While this team reportedly did quite well playing various teams which later formed around Japan, the nation apparently showed passing interest until the famous Tokyo University formed a team of its own. In 1896 the team won by a considerable margin in a game against a group of Americans from a country club near Tokyo, in what is historically regarded as the first international baseball game in Asia. Following such a victory, universities around Japan began to form baseball teams of their own. University teams then began to travel to America to better improve their skills and also play in games with more formidable American teams. In 1905, the first such journey was made by a team from Waseda University, another famous Tokyo school. Teams from the U.S. also traveled to Japan and American baseball stars even held training workshops to help Japanese players hone their skills.
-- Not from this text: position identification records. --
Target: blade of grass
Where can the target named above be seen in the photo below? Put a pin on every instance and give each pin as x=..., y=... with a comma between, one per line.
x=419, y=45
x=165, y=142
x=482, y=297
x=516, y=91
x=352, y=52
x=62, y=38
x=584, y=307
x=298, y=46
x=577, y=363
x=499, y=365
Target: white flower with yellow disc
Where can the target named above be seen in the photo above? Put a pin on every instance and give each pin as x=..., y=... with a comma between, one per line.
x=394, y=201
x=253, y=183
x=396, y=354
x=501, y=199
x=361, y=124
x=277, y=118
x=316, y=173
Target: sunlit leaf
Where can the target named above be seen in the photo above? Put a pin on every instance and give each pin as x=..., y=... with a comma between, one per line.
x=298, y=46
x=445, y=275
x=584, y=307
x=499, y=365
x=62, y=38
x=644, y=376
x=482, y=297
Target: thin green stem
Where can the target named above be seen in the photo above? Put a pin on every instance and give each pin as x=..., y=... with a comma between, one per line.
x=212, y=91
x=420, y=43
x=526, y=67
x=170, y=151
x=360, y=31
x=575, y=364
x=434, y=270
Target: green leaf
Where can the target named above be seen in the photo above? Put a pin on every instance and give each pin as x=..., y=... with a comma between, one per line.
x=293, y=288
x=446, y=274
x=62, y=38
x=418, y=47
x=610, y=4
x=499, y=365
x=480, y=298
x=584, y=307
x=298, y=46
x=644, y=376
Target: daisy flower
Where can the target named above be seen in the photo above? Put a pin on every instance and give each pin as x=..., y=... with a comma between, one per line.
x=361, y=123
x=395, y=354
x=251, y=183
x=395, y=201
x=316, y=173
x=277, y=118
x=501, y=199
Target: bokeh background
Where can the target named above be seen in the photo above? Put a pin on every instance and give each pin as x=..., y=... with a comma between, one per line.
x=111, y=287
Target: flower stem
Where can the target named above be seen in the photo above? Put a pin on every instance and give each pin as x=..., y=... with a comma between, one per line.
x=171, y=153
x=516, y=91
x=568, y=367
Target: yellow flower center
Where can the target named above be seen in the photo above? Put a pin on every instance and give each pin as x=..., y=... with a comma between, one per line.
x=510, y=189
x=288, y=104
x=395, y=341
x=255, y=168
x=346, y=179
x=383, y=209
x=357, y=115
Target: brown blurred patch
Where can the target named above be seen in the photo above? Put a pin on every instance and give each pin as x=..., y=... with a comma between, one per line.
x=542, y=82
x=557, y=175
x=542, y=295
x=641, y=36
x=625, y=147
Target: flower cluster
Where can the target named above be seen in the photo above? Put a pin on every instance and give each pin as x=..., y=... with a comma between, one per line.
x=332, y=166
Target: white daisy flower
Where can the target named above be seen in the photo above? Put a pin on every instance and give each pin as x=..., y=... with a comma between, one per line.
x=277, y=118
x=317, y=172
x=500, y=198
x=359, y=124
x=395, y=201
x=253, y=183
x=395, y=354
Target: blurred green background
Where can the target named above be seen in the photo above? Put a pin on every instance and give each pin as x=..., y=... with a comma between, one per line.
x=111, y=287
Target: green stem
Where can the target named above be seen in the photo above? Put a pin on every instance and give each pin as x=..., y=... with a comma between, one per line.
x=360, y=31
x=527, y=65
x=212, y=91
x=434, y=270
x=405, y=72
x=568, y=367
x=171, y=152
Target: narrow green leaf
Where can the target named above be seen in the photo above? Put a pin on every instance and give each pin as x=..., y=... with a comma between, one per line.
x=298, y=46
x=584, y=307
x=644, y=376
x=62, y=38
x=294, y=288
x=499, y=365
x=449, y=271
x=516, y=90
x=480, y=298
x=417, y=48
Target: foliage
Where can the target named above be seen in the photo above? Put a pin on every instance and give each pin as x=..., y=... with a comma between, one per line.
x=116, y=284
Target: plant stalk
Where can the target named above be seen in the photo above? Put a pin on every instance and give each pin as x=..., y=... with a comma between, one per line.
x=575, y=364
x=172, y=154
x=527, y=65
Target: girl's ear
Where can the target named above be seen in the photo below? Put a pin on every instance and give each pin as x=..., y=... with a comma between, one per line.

Professional baseball in Japan is called “Puro Yakyu” (pronounced “poo-roe yah-kyoo”) which simply translates to English as “Professional Baseball”. The first professional baseball league in Japan was known as simply “The Japanese Baseball League” and was reportedly established in 1936. In 1950, the league reorganized itself as the “Nippon Professional Baseball” league, also known as the “NPB”. It is this league that is currently considered to be the highest level of professional baseball in Japan today. Some notably unique characteristics of the NPB in comparison with Major League Baseball in America include a slightly smaller ball (potentially due to it being wound more tightly), a strike zone which is larger near the batter and smaller away from the batter, less aggressive play, and also less home runs. Also unique is the fact that teams have generally been associated with their corporate sponsors rather than the cities where they are located. This is changing and one team now, the Yokohama BayStars, has even chosen to omit the name of its corporate sponsor in favor of its location (Yokohama).
Until as recently as 1993 the sport of baseball was the only professional league team sport in Japan. This alone is a shining testament to the sport’s lasting popularity. Baseball heroes of Japan have been given media coverage the likeness of a celebrity funeral upon their retirement and tears are even shed on camera, something not often seen in a publically unemotional country like Japan.